Their names are hardwired into our collective DNA:

Colleen Ann Barkow, Lorraine Grace Bay, Debbie S. Bellows, William Reed Bethke, Anil T. Bharvaney, Jeffrey M. Chairnoff.

Twenty-two Mercer County residents in all, residents who didn't come home that crisp and cloudless Tuesday morning nearly a decade and a half ago.

Catherine E. Chirls, Michael Joseph Cunningham, Pamela Lee Gaff, Steven Goldstein, Andrew Marshall King, Neil Kwong-Wah Lai.

On Friday at 8 a.m., members of the public will gather at Patriots Point in Clinton, to watch a flag being raised by local veterans in solemn thanks for those who serve, and to remember those who died in the 9/11 attacks on the World Trade Center in 2001.

Ruth Sheila Lapin, Steven Lawn, Daniel L. Maher, Tu-Anh Pham, Edward Richard Pykon, Frank B. Reisman.

Hamilton Township will hold its annual 9/11 remembrance at noon the same day at the Sept. 11 Memorial Grove inside Veterans Park.

Wherever we find ourselves in the county, whether at public ceremonies or in private reverie, our thoughts will travel back to the moment when nearly 3,000 innocent people lost their lives at the hands of terrorists, and America lost its innocence.

John Joseph Ryan, Susan Lee Kennedy Schuler, David Scott Suarez and Kevin Patrick York.

We carry the scars of that day in endless iterations.

The September 11th Victim Compensation Fund paid out nearly $1 billion over the past year to many who were injured in the attacks in lower Manhattan, in Washington D.C. and over the skies of Western Pennsylvania.
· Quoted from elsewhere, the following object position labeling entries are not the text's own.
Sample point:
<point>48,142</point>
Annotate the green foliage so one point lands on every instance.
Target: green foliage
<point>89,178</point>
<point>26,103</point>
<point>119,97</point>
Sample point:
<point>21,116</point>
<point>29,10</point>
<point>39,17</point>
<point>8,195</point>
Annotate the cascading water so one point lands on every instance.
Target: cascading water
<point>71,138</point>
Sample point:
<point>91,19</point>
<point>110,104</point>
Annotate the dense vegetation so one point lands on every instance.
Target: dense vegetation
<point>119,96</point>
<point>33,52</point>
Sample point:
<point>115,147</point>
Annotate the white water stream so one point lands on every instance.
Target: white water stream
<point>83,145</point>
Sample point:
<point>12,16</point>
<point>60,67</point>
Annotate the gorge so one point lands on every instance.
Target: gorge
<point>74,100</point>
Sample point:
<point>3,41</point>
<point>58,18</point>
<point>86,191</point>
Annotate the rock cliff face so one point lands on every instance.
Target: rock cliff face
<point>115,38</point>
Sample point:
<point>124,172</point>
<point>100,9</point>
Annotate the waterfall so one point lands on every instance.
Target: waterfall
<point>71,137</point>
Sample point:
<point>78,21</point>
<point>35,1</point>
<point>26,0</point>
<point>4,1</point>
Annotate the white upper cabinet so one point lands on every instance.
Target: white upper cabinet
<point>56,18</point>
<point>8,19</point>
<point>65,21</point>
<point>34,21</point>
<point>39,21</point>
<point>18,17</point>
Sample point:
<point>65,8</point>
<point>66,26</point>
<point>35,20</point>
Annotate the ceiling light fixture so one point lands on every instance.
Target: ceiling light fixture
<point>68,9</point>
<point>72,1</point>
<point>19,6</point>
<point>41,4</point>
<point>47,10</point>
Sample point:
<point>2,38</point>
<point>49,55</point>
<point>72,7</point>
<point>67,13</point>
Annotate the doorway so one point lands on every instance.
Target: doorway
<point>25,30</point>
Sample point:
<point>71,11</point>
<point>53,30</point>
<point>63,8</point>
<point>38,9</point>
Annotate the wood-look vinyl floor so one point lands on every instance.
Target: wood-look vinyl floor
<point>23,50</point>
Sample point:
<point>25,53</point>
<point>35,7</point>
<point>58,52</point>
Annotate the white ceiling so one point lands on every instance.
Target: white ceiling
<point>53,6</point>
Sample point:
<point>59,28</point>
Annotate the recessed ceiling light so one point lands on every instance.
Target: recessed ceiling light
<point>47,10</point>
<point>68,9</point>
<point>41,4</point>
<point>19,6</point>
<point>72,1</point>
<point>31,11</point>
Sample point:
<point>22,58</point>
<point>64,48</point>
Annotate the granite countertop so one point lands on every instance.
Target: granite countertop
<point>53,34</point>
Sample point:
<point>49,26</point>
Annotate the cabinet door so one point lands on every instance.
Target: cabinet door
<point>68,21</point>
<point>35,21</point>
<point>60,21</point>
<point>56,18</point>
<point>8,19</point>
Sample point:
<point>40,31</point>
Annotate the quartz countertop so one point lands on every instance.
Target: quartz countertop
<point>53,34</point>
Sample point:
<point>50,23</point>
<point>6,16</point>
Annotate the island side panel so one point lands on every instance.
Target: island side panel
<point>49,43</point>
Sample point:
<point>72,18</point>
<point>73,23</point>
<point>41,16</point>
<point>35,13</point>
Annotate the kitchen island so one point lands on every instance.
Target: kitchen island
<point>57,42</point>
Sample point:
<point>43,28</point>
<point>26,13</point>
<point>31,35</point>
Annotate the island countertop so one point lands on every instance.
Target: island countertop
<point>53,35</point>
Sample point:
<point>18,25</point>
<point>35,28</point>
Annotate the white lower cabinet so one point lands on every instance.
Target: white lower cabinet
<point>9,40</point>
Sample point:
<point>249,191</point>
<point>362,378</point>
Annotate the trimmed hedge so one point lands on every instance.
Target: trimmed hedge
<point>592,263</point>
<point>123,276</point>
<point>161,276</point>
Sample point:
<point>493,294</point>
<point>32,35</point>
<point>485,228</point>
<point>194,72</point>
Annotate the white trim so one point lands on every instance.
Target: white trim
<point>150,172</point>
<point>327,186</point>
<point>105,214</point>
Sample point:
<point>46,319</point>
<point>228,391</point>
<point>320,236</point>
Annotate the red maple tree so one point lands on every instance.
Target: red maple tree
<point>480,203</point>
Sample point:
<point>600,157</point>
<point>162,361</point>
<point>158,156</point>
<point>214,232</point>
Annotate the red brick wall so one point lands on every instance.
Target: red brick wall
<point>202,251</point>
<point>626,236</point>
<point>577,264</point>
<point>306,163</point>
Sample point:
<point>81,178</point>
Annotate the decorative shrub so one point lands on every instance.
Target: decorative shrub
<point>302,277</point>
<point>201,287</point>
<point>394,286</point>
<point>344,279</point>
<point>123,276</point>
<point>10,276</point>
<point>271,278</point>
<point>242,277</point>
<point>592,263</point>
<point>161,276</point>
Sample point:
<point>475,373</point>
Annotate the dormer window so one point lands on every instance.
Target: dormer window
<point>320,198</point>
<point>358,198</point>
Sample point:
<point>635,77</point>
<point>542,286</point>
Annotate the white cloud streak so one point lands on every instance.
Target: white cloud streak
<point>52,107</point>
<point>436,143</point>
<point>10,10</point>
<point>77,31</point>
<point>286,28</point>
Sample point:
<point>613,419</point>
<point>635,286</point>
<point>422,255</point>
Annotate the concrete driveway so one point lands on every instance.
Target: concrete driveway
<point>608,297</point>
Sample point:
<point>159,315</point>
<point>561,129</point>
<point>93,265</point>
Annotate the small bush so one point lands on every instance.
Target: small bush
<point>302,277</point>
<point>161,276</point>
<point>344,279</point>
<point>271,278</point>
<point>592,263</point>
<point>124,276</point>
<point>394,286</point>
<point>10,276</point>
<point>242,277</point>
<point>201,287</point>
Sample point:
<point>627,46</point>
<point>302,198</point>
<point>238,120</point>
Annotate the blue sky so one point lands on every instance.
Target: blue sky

For the first responders, whose valor helped keep the death toll from rising even higher, the future is murky.

Many have developed life-threatening illnesses from exposure to asbestos, lead, glass fibers and other toxic substances that day and the days following. Workers at Ground Zero have been diagnosed with 15 percent more cases of cancer than their peers: more than 4,250 cases as December 2014.

Congress has until next October to reauthorize the World Trade Center Health Program, which helps these patients - many with asthma and other lung problems, others with severe cases of post-traumatic stress disorder - cope with spiraling medical costs.

To their credit, all 12 members of New Jersey's congressional delegation are co-sponsors of the legislation to reauthorize the program through what's come to be called the Zadroga Act, named for a New York City police detective who died in 2006.

Mercer County and all of New Jersey took a particularly hard hit in the attacks. This week's ceremonies are an important way of remembering.

An even better response would be reauthorization of the legislation that treats the men and women who stepped up that day in the face of overwhelming danger.